Garry Tonon was one of the pioneers of ONE Championship’s submission grappling scene, having competed in the promotion’s first Brazilian Jiu-Jitsu match.
What Tonon and Shinya Aoki started has turned into a full-blown grappling revolution, with ONE Championship fully embracing the submission arts as of late.
In an interview with The Jakarta Post, Tonon said he’s happy with how submission grappling has exponentially grown under ONE Championship and how the promotion continues to push BJJ.
Garry Tonon said:
“It's been years since that match, but that's how I kind of got my foot in the door. I'm glad that now they're really implementing it and making it a big part of [ONE]. It's raising the level of our sport. Man, it's kind of been my life story, as far as influencing professional grappling, and the opportunities everybody has.”
Tonon and Aoki were the first to compete in a pure submission match in ONE Championship. The two faced each other in May 2017 with Tonon taking the victory.

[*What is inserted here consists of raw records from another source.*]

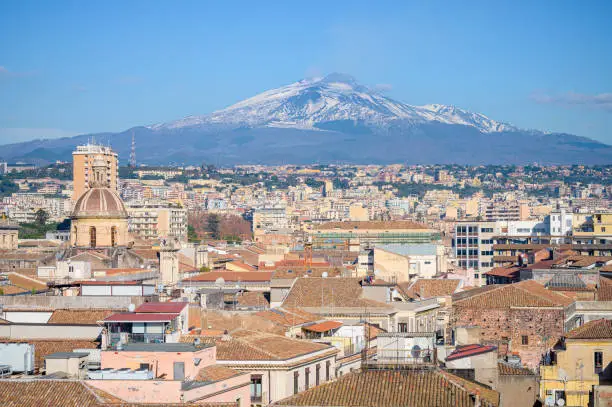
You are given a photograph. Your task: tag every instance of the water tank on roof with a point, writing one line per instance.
(19, 356)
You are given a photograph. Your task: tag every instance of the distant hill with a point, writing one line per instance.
(326, 120)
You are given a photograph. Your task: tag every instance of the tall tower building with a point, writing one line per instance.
(82, 167)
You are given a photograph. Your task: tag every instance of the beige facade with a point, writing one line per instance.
(82, 163)
(8, 236)
(99, 218)
(150, 221)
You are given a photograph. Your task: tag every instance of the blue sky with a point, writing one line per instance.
(72, 67)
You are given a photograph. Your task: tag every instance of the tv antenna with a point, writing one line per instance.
(133, 152)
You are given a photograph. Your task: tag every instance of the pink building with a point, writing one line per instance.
(181, 372)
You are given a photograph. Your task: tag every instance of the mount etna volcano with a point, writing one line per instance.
(332, 119)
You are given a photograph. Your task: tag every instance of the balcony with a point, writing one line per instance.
(124, 338)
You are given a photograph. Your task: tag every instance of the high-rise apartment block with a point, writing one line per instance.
(82, 162)
(153, 220)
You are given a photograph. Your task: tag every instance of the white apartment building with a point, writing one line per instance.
(473, 241)
(153, 220)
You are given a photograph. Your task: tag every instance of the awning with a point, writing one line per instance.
(323, 326)
(133, 317)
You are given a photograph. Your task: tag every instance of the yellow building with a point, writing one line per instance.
(581, 363)
(99, 218)
(82, 163)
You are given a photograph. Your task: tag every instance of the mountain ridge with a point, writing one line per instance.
(331, 119)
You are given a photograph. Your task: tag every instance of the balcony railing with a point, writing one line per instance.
(125, 338)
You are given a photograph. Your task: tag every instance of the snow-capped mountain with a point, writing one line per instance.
(331, 119)
(336, 97)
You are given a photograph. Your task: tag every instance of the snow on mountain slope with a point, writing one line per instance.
(332, 98)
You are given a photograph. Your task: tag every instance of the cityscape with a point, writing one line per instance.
(321, 243)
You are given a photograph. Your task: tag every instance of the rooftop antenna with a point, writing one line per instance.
(133, 152)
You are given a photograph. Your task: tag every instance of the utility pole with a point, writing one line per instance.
(133, 152)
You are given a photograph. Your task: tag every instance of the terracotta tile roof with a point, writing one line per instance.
(527, 293)
(509, 272)
(44, 347)
(233, 276)
(327, 292)
(288, 317)
(304, 270)
(114, 272)
(241, 265)
(598, 329)
(27, 283)
(384, 388)
(379, 225)
(69, 393)
(585, 261)
(17, 393)
(258, 346)
(215, 373)
(252, 299)
(567, 282)
(169, 307)
(79, 316)
(146, 254)
(12, 290)
(604, 291)
(323, 326)
(134, 317)
(509, 370)
(469, 350)
(429, 287)
(217, 320)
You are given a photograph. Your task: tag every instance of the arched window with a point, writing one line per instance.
(92, 237)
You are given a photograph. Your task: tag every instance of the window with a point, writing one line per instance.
(113, 236)
(92, 237)
(598, 356)
(255, 388)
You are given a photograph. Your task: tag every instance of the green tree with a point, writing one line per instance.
(41, 217)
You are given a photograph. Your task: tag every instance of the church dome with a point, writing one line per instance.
(99, 203)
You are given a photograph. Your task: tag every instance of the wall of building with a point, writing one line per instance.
(484, 365)
(141, 391)
(390, 266)
(162, 363)
(517, 390)
(506, 327)
(225, 391)
(577, 365)
(54, 331)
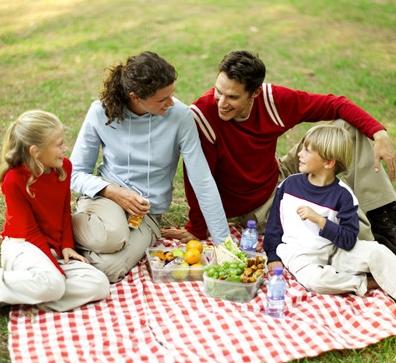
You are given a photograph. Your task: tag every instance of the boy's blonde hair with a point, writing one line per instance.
(331, 142)
(33, 127)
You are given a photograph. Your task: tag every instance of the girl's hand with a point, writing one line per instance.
(69, 253)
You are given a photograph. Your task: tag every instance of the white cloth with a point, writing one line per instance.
(332, 270)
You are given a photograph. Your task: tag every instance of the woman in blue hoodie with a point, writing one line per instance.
(141, 131)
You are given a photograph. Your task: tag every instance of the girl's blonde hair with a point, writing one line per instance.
(331, 142)
(33, 127)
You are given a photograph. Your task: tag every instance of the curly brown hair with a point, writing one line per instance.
(143, 75)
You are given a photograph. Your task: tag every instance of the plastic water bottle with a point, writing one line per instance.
(276, 294)
(249, 237)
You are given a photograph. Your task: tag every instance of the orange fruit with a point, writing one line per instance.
(193, 243)
(196, 274)
(192, 255)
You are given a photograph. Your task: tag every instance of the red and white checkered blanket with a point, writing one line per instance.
(177, 322)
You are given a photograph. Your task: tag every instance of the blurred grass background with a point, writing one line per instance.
(53, 54)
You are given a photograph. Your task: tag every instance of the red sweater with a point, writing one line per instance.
(44, 220)
(241, 155)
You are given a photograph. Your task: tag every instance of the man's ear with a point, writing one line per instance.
(34, 151)
(330, 164)
(133, 96)
(256, 92)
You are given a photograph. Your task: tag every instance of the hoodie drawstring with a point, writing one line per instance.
(148, 159)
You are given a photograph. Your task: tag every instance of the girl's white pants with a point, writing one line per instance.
(28, 276)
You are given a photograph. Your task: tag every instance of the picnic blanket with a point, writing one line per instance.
(176, 322)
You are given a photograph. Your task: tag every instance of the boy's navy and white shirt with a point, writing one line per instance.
(336, 202)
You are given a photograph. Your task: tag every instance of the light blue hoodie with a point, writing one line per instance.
(143, 152)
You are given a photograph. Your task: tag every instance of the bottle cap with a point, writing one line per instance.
(278, 270)
(251, 223)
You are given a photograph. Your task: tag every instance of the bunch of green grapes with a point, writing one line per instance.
(228, 271)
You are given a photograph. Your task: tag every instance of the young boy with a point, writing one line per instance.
(313, 224)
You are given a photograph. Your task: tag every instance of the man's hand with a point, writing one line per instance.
(130, 201)
(69, 253)
(306, 212)
(271, 266)
(181, 234)
(384, 150)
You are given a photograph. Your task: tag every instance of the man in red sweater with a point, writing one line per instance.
(240, 120)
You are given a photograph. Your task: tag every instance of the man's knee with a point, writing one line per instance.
(312, 280)
(97, 235)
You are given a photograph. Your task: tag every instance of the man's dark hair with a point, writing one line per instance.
(143, 75)
(244, 67)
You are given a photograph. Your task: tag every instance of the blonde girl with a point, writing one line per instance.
(38, 262)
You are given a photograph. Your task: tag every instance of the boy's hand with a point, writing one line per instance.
(69, 253)
(272, 265)
(306, 212)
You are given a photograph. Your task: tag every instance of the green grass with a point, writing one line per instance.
(53, 54)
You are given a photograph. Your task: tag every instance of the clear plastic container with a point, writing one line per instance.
(233, 291)
(177, 273)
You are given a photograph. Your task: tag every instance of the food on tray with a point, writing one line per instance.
(192, 255)
(178, 264)
(193, 243)
(247, 272)
(235, 281)
(232, 247)
(180, 272)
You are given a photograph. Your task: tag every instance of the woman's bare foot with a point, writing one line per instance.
(371, 283)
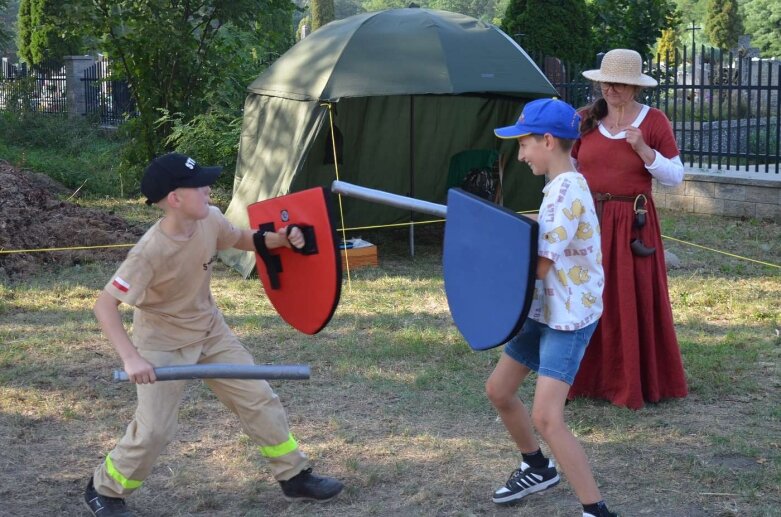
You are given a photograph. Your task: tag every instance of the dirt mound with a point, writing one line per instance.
(32, 217)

Since that match, ONE Championship has had four more submission grappling matches with two of those bouts happening at the promotion’s 10th anniversary show, ONE X.
Tonon, a five-time Eddie Bravo Invitational champion, has certainly helped develop the sport not just in the grappling scene but also in the mainstream.
The 30-year-old, however, isn’t convinced that he’ll be remembered for what he’s done for the sport.
“I don't know if 10 years from now anybody's going to realize how instrumental of a part I played in putting professional grappling on the mat. I'm sure they'll watch my matches. [But] the next guy that goes to train or compete, it's probably very unlikely that they're going to realize that the professional landscape of the sport is where it is because of specific athletes.”
Garry Tonon stepping into his second submission grappling match at ONE Championship
From starting the trend, to continuing its development, Tonon will compete in his second submission grappling match under ONE Championship.
Tonon will welcome BJJ protege Tye Ruotolo into the promotion when the two lock horns at ONE 157: Petchmorakot vs. Vienot.
It’s a classic case of veteran versus upstart, with Tonon being 11 years the elder of Ruotolo.
Ruotolo, however, isn’t all youth. The 19-year-old owns a WNO title and was the youngest person to reach an ADCC final in 2019 when he was just 16-years-old.